Because probing stays cheap, SwissTable can tolerate higher load factors—up to about 87.5% (7/8) in implementations like Abseil’s flat_hash_map—without falling off a performance cliff, which directly improves memory efficiency.
The net effect is a design that is simultaneously faster (fewer cache misses, fewer key compares) and tighter (higher load factor, fewer side structures like overflow buckets).
2) Watching SwissTable become the “default vibe” in multiple languages (Go, Rust)
The first sign you’re looking at a generational design is when it stops being a cool library trick and starts showing up in standard libraries.

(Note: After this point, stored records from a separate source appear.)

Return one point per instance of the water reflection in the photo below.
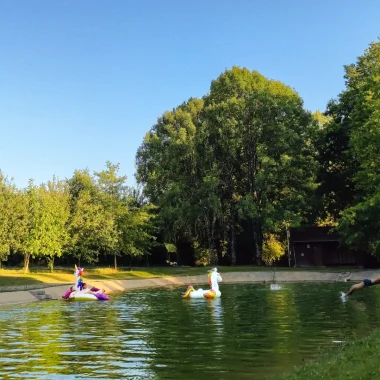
(248, 333)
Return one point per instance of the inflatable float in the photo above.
(213, 278)
(79, 292)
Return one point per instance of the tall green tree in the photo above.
(244, 151)
(91, 226)
(112, 189)
(262, 140)
(359, 220)
(12, 217)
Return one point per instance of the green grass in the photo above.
(42, 275)
(350, 361)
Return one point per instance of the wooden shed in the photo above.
(322, 247)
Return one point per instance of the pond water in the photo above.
(249, 333)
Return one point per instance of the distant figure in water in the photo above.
(364, 284)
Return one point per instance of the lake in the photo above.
(249, 333)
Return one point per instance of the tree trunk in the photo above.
(211, 244)
(26, 262)
(257, 233)
(51, 264)
(233, 236)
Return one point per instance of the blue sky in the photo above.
(81, 82)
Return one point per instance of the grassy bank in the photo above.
(350, 361)
(42, 275)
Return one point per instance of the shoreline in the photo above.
(14, 297)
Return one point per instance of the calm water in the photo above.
(249, 333)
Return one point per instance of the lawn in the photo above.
(351, 361)
(42, 275)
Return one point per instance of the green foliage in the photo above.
(245, 151)
(361, 101)
(272, 249)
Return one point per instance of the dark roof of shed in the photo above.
(313, 234)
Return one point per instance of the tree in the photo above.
(112, 190)
(11, 217)
(246, 151)
(359, 223)
(263, 143)
(91, 226)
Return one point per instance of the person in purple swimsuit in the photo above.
(364, 284)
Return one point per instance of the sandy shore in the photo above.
(55, 292)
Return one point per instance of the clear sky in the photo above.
(81, 82)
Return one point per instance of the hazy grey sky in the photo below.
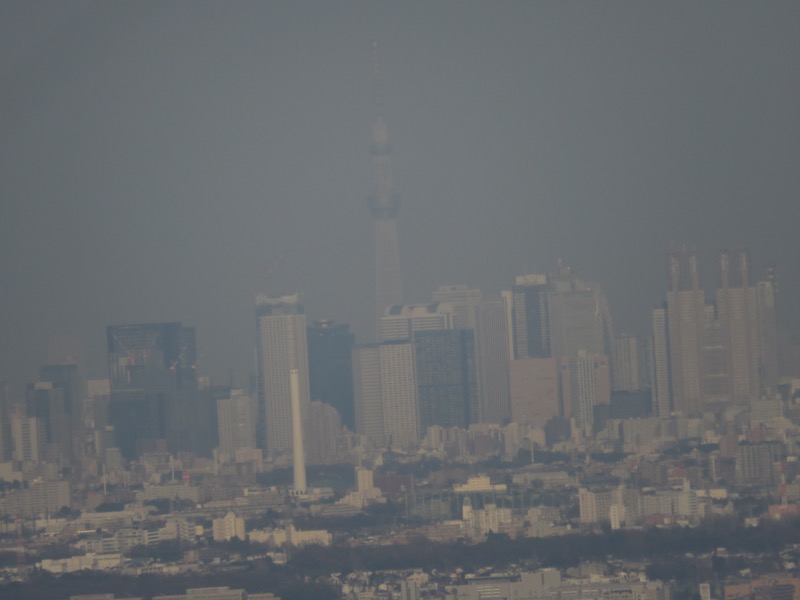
(157, 158)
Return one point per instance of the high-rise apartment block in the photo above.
(446, 378)
(399, 394)
(236, 421)
(531, 330)
(383, 205)
(282, 346)
(368, 392)
(686, 324)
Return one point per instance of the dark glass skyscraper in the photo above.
(447, 380)
(151, 369)
(330, 367)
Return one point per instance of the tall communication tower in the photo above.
(383, 205)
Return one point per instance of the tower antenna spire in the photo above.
(377, 80)
(383, 206)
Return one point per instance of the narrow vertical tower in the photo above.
(297, 434)
(383, 205)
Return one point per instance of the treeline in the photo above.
(44, 586)
(665, 550)
(651, 545)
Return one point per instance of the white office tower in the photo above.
(659, 365)
(236, 418)
(492, 356)
(367, 392)
(463, 299)
(297, 433)
(282, 346)
(401, 320)
(399, 395)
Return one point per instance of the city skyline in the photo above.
(502, 170)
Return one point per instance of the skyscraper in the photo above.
(659, 364)
(399, 322)
(368, 392)
(330, 367)
(282, 346)
(737, 306)
(531, 331)
(383, 206)
(686, 324)
(151, 369)
(492, 356)
(236, 420)
(399, 394)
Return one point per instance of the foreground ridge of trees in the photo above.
(665, 551)
(561, 551)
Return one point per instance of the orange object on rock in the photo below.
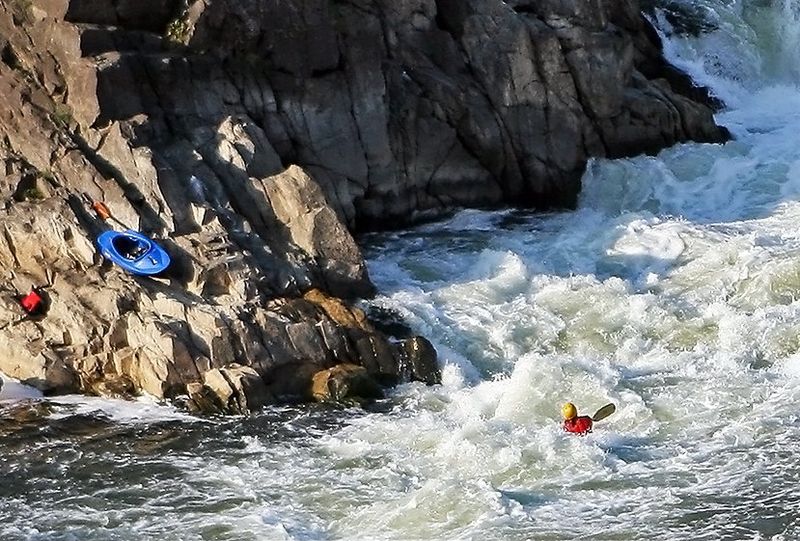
(32, 302)
(101, 210)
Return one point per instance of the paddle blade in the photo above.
(604, 412)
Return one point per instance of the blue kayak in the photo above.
(133, 252)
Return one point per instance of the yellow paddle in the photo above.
(604, 412)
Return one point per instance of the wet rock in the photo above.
(344, 383)
(250, 138)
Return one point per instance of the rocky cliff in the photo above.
(251, 137)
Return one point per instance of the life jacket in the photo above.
(35, 303)
(578, 425)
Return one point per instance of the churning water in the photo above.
(673, 291)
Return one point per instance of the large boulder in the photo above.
(251, 137)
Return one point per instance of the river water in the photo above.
(672, 291)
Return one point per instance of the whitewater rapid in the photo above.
(673, 291)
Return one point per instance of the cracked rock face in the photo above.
(250, 137)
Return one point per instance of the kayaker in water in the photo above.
(583, 425)
(572, 422)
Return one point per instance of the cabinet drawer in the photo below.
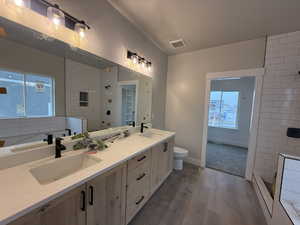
(139, 160)
(135, 203)
(139, 179)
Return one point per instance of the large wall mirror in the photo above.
(46, 84)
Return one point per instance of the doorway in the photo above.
(230, 121)
(128, 92)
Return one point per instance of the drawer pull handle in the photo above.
(141, 177)
(165, 147)
(139, 201)
(142, 158)
(83, 200)
(91, 202)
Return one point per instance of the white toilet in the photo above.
(179, 155)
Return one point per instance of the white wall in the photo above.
(186, 86)
(80, 77)
(240, 136)
(280, 103)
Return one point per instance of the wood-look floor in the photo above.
(202, 197)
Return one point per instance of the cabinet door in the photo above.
(32, 218)
(162, 162)
(66, 210)
(106, 198)
(170, 155)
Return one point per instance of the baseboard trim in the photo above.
(193, 161)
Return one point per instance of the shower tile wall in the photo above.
(280, 106)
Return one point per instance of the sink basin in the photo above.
(28, 146)
(59, 168)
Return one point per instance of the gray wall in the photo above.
(240, 136)
(20, 58)
(186, 86)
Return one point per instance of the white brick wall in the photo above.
(280, 106)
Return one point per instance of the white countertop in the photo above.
(20, 192)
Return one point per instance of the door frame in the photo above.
(258, 74)
(129, 82)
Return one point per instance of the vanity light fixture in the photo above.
(3, 90)
(149, 66)
(143, 62)
(56, 15)
(80, 28)
(19, 3)
(136, 59)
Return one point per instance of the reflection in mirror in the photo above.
(49, 88)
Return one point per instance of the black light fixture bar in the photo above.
(69, 16)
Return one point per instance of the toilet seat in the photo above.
(180, 152)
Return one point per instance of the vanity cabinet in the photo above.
(138, 183)
(106, 198)
(112, 198)
(68, 209)
(162, 162)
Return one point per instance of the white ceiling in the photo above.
(208, 23)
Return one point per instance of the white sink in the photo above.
(28, 146)
(60, 168)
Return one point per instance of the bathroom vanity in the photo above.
(108, 192)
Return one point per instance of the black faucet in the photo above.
(69, 132)
(59, 147)
(132, 123)
(49, 139)
(143, 127)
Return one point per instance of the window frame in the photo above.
(24, 74)
(238, 110)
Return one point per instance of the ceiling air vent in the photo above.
(177, 43)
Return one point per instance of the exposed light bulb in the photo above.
(56, 16)
(135, 59)
(143, 63)
(19, 3)
(149, 66)
(80, 28)
(56, 21)
(82, 34)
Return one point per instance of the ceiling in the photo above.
(207, 23)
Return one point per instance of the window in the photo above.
(223, 109)
(26, 95)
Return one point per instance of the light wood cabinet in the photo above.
(106, 198)
(138, 184)
(67, 209)
(162, 162)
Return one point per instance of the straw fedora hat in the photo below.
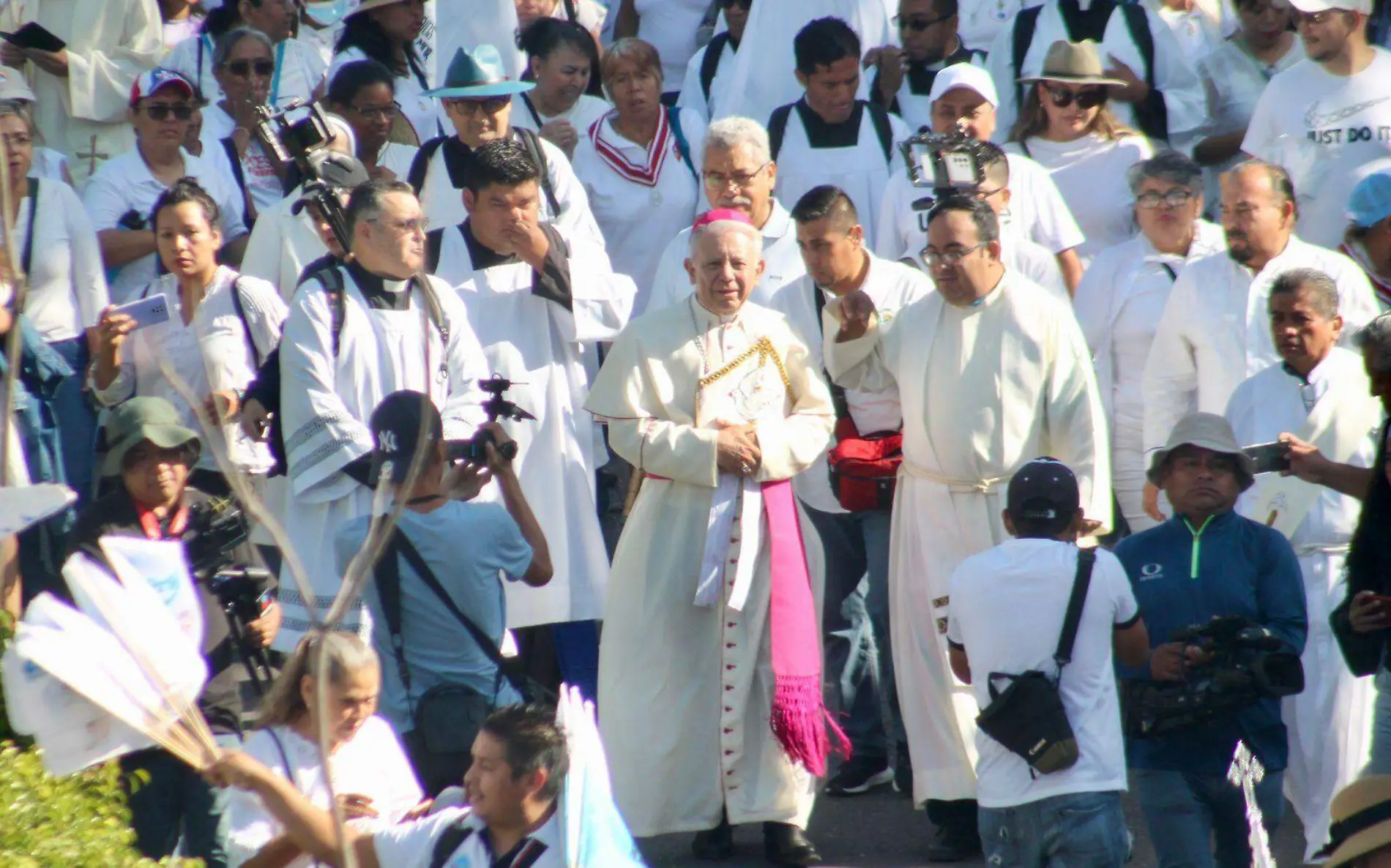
(1361, 817)
(1075, 63)
(1207, 432)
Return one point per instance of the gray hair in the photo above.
(231, 38)
(731, 132)
(1321, 291)
(1377, 337)
(1166, 166)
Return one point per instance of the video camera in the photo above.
(1247, 664)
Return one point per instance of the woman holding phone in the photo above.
(201, 323)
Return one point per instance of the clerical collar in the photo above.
(482, 255)
(381, 293)
(822, 134)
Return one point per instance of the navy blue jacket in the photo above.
(1187, 576)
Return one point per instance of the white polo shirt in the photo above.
(1006, 610)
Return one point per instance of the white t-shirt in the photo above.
(1321, 127)
(1091, 174)
(1007, 607)
(124, 184)
(412, 845)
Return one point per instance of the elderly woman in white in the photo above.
(639, 165)
(1122, 298)
(220, 327)
(368, 768)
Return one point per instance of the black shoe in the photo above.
(955, 843)
(786, 845)
(715, 845)
(860, 775)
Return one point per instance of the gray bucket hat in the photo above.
(1207, 432)
(138, 419)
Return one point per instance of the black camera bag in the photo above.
(1029, 717)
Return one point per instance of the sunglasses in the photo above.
(242, 69)
(162, 113)
(1066, 97)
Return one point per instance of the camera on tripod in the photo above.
(1247, 665)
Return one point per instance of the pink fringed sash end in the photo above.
(803, 727)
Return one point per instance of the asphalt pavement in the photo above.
(881, 829)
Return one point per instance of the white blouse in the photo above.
(372, 764)
(67, 280)
(212, 353)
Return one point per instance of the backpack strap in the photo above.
(417, 176)
(674, 117)
(1024, 26)
(882, 128)
(533, 148)
(778, 128)
(709, 63)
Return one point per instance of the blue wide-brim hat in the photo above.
(479, 75)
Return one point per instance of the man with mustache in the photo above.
(1215, 333)
(1318, 394)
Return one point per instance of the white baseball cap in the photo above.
(1310, 7)
(964, 75)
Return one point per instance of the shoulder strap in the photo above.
(417, 176)
(709, 63)
(1024, 26)
(27, 256)
(1085, 561)
(882, 128)
(674, 117)
(241, 315)
(450, 840)
(533, 148)
(778, 128)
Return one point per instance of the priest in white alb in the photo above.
(355, 334)
(542, 298)
(992, 372)
(1316, 394)
(709, 668)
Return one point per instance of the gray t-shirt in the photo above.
(469, 547)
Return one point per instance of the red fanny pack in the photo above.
(864, 471)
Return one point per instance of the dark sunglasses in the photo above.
(1066, 97)
(245, 67)
(162, 113)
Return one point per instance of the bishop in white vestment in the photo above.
(992, 372)
(357, 334)
(539, 327)
(718, 404)
(1321, 394)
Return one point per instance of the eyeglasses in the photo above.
(242, 69)
(917, 26)
(947, 258)
(739, 180)
(377, 113)
(491, 105)
(1085, 99)
(162, 112)
(1174, 198)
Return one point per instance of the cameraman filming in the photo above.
(1208, 562)
(153, 455)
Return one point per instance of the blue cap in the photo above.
(479, 75)
(1371, 202)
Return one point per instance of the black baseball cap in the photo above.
(1043, 490)
(395, 430)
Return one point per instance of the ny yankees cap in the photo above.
(1043, 490)
(156, 80)
(395, 430)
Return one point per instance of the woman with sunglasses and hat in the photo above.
(1067, 127)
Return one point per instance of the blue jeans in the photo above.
(1199, 821)
(1074, 831)
(856, 625)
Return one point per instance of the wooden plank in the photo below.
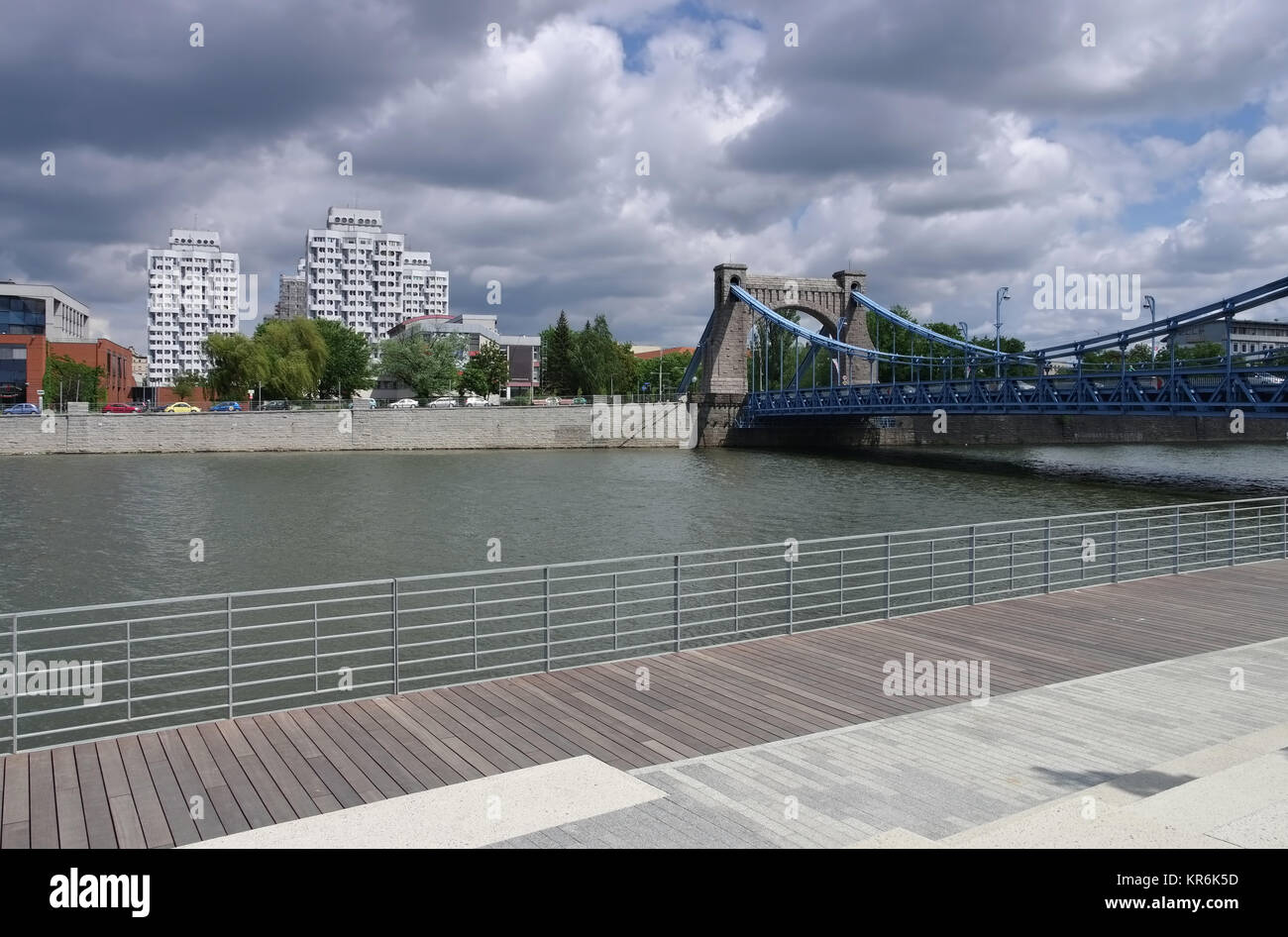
(257, 812)
(223, 800)
(174, 804)
(369, 766)
(320, 787)
(191, 785)
(259, 777)
(362, 785)
(147, 803)
(125, 815)
(16, 833)
(71, 810)
(300, 799)
(99, 828)
(44, 808)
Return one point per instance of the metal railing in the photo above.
(179, 661)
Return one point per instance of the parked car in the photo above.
(1263, 379)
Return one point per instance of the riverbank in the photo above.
(359, 430)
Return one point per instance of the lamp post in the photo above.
(1004, 292)
(1147, 301)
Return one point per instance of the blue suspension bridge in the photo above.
(752, 347)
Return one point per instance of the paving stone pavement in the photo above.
(948, 770)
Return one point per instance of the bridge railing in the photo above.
(1215, 391)
(97, 671)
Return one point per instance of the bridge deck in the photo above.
(253, 772)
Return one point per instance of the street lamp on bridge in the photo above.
(1147, 301)
(1004, 292)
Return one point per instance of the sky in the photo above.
(945, 149)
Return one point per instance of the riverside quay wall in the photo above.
(463, 428)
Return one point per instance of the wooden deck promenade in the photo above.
(136, 790)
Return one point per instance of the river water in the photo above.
(86, 529)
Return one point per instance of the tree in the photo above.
(237, 364)
(424, 362)
(296, 357)
(348, 360)
(671, 366)
(557, 349)
(67, 378)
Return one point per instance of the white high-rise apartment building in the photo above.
(192, 291)
(360, 274)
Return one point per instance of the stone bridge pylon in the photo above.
(827, 300)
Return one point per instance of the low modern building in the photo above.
(1245, 335)
(24, 360)
(42, 309)
(522, 351)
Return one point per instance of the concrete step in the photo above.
(1228, 795)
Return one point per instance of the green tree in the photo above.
(600, 364)
(669, 368)
(296, 357)
(424, 362)
(237, 364)
(348, 360)
(67, 378)
(557, 352)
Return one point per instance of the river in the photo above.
(86, 529)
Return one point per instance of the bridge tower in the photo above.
(827, 300)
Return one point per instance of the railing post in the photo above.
(1010, 563)
(888, 575)
(1233, 545)
(737, 611)
(17, 684)
(129, 675)
(840, 571)
(1046, 559)
(791, 597)
(931, 571)
(545, 604)
(1113, 554)
(677, 601)
(317, 661)
(228, 609)
(393, 602)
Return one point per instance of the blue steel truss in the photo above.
(1254, 383)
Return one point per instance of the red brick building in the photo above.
(24, 360)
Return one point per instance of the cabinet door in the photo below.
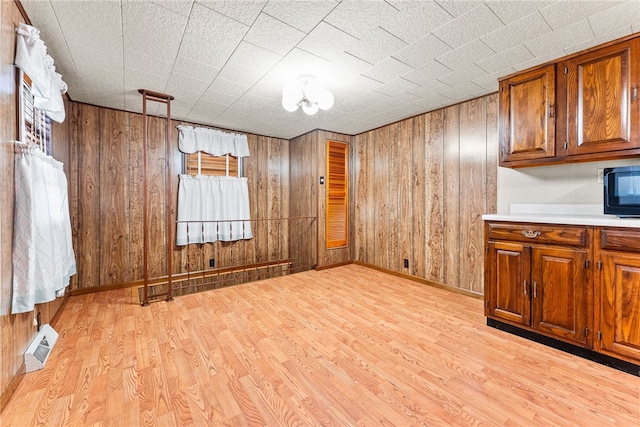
(560, 292)
(603, 114)
(620, 304)
(527, 127)
(508, 286)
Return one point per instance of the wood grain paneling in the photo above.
(472, 192)
(421, 186)
(452, 193)
(16, 331)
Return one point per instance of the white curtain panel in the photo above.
(43, 257)
(47, 86)
(214, 142)
(216, 208)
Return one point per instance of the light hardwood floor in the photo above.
(341, 347)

Starting in Rust 1.36.0, std::collections::HashMap switched to the SwissTable-based hashbrown implementation. It’s described as using quadratic probing and SIMD lookup, which is basically SwissTable territory in spirit and technique. That was my “okay, this isn’t niche” moment.
Then Go joined the party: Go 1.24 ships a new built-in map implementation based on the Swiss Table design, straight from the Go team’s own blog post. In their microbenchmarks, map operations are reported to be up to 60% faster than Go 1.23, and in full application benchmarks they saw about a 1.5% geometric-mean CPU time improvement. And if you want a very practical “this matters in real systems” story, Datadog wrote about Go 1.24’s SwissTable-based maps and how the new layout and growth strategy can translate into serious memory improvements at scale.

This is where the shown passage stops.